Apache Pig Introduction

What is Apache pig?

Apache Pig is an open source platform, built on the top of Hadoop to analyzing large data sets.

Objective: Apache pig is designed to handle any kind of data like structured, semi-structured and unstructured data.

Introduction

* It is a high-level data flow language called as pig Latin.

* Pig Latin is similar to SQL language, used to execute queries on huge datasets that are stored in HDFS.

* Pig was developed by Yahoo to help Hadoop programmers to analyze large unstructured data.

* It mainly helps to reduce the complexity of writing code in java.

i.e 10 lines of code in Pig equal 200 lines of code in Java.

* Pig operates on Hadoop platform to perform reading, writing and processing data (in detail explained in hands-on article).

 

Why Apache pig is used?

The Apache pig is used for the following reasons like,

* The main reason of using Apache pig is it can handle any kind of data like structured, semi-structured and unstructured data.

* It is simple query language like SQL (structured query language), easily we can learn and write the query to perform the task.
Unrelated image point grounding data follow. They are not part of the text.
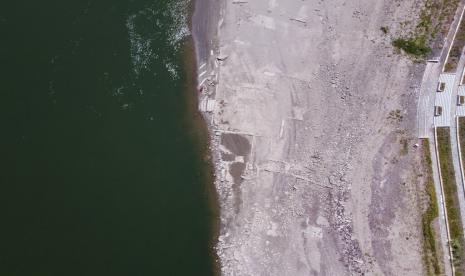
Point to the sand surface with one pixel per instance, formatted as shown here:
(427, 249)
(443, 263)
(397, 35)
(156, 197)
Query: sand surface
(313, 108)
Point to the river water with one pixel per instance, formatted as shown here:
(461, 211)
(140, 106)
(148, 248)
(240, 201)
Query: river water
(102, 150)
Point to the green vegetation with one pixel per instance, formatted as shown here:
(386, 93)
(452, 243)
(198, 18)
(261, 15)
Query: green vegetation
(451, 199)
(431, 254)
(456, 50)
(435, 18)
(395, 116)
(416, 47)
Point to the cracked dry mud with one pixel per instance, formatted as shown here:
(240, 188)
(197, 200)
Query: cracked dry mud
(310, 173)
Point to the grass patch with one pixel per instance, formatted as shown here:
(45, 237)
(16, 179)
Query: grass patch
(456, 50)
(416, 47)
(451, 198)
(431, 254)
(435, 18)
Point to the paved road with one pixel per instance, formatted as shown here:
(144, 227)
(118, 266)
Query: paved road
(426, 129)
(454, 141)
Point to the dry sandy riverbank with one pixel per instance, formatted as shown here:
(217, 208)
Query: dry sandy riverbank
(312, 173)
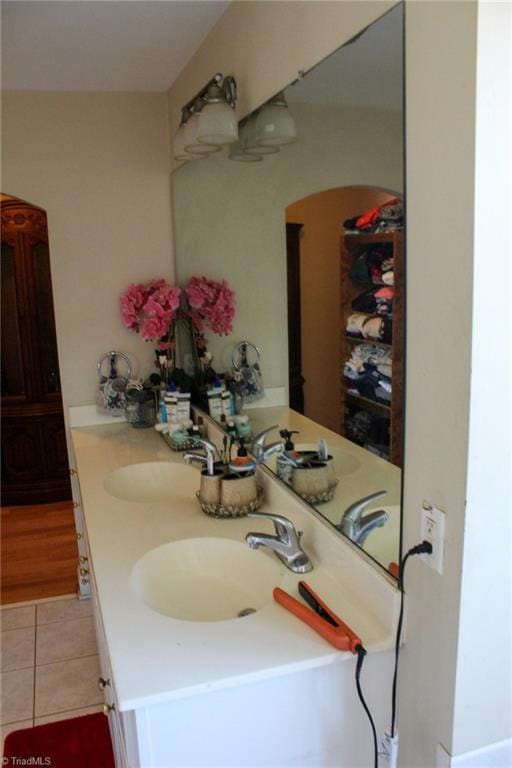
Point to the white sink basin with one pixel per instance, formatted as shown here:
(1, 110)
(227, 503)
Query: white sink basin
(383, 543)
(153, 481)
(206, 579)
* Apache pig reduces the LOC (line of code) compare to the java programming, so it’s a boon for programmers.

* It reduces the complexity of map reduce task using pigLatin script.
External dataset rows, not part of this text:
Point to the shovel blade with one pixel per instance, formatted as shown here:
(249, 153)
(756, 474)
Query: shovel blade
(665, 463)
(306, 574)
i.e Previously map reduce task was done using java program, it was lengthy program and difficult for coding and teasting. In case of pigLatin, it is simple for coding and debugging.
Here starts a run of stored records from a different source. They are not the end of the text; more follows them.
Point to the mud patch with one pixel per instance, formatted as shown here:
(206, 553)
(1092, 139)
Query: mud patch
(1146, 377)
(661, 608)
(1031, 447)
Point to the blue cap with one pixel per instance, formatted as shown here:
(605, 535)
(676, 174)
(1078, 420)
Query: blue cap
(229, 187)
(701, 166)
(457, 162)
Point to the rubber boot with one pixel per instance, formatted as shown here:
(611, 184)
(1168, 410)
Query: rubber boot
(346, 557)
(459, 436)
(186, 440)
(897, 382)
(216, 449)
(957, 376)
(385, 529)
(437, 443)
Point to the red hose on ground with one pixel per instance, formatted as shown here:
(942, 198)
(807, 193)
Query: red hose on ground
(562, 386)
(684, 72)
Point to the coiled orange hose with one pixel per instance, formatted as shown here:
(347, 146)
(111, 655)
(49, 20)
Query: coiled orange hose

* Apache Pig provides rich built-in operators to support data operations like joins, filters, ordering, etc.

* It also provides nested data types like tuples, bags, and maps (in detail explained in pig latin basics article).

Reference                                                                                   

https://cwiki.apache.org/confluence/display/PIG/Index

“That’s all about the Apache Pig introduction. I hope this article gives brief overview of Apache pig”